All who witness it are bewildered, amazed and astonished.  “What does this mean?”  This drunkenness with exaltation.  This intoxication with sorrow.



Jesus said, “For where two or three are gathered in my name, I am there among them.”  His words draw from the ancient Israelite law code teaching that a case in court is established by the testimony of two or three witnesses.  For a testimony to be credible in the eyes of the law, for it to be true, it must have two or three who have seen the same thing.  The presence of Jesus, Holy Spirit, becomes true, becomes tangible and known, when two or three come together in this way.

I like that.  Two or three.  Three is good.  Three is desirable.  But if not three, then two.  That way if, for whatever reason, the third isn’t able to show up, there is still a quorum for Holy Spirit.  If the third happens to get stuck in traffic, had a last minute change of plans, is having a bad hair day and doesn’t want to come out of the house, loses track of time, or doesn’t make it out alive from the war zone, or the womb, the two who remain still get visited by Jesus.  Are still able to bear witness to the holy presence among them.

And where two are gathered, or three, or many more – a family, a group of friends, a congregation – Jesus is surely there in the midst of them.  Holy Spirit becomes tangible, true, embodied, incarnated through these relationships.  And this is, in essence, the church.  The assembly.  The gathering.

In the church we are entrusted with matters of the Spirit and of the flesh.  Jesus left his followers with the promise of the Holy Spirit, and he also left them with the practice of sharing a meal together around the table.  “As often as you do this, do so in remembrance of me.”  Our life together can at times touch on the ethereal, the ecstatic, the transcendent, but most of the time we are carrying out the most ordinary of work, the most common of activities.  The symbol of our life is here in front of us in the bread and the cup.  In this our bodies, and our souls, find what they need for sustenance.
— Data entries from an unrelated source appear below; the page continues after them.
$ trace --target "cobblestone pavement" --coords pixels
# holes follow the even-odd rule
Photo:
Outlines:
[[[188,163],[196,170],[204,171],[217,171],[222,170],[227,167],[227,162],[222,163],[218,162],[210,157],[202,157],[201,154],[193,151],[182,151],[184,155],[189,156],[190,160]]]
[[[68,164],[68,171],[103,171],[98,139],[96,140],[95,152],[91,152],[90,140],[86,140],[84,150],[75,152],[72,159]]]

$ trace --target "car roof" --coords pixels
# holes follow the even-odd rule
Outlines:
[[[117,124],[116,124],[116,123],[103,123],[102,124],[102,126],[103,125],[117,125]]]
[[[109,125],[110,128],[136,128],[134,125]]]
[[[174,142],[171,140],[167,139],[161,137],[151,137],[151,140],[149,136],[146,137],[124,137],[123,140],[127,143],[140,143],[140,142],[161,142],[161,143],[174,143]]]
Our hunger is a hunger for real food.  Food we can touch, food we can smell and taste.  Food we can put our fingers on and feel the warmth.  An invitation to the Communion table.  A meal at the family table.  A chance, during the times when we must ourselves focus on other matters, besides buying and preparing the food, to have the meals brought to us, one after the other.  Our longing is for real flesh.  Flesh we can hold and cradle.  Flesh that shows up with an embrace of comfort.
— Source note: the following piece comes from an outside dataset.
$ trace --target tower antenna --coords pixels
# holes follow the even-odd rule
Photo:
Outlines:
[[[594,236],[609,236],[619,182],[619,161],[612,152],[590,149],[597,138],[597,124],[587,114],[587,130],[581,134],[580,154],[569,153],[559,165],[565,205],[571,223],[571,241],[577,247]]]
In our caring in this way, we bear witness to Christ present in the bread and the cup; to the One who hears out laments, bears our suffering, burns with love for creation, sustains us even in our sorrow.

In the bread, feeding.  In the body, gathered.  This is where Holy Spirit has its home.  Eternally.  Undergirding, comforting, birthing, enriching, haunting.  Now fire, now calm.  Now wind and words.  Now silence.  Always “Peace be with you.”  “Peace be with you.”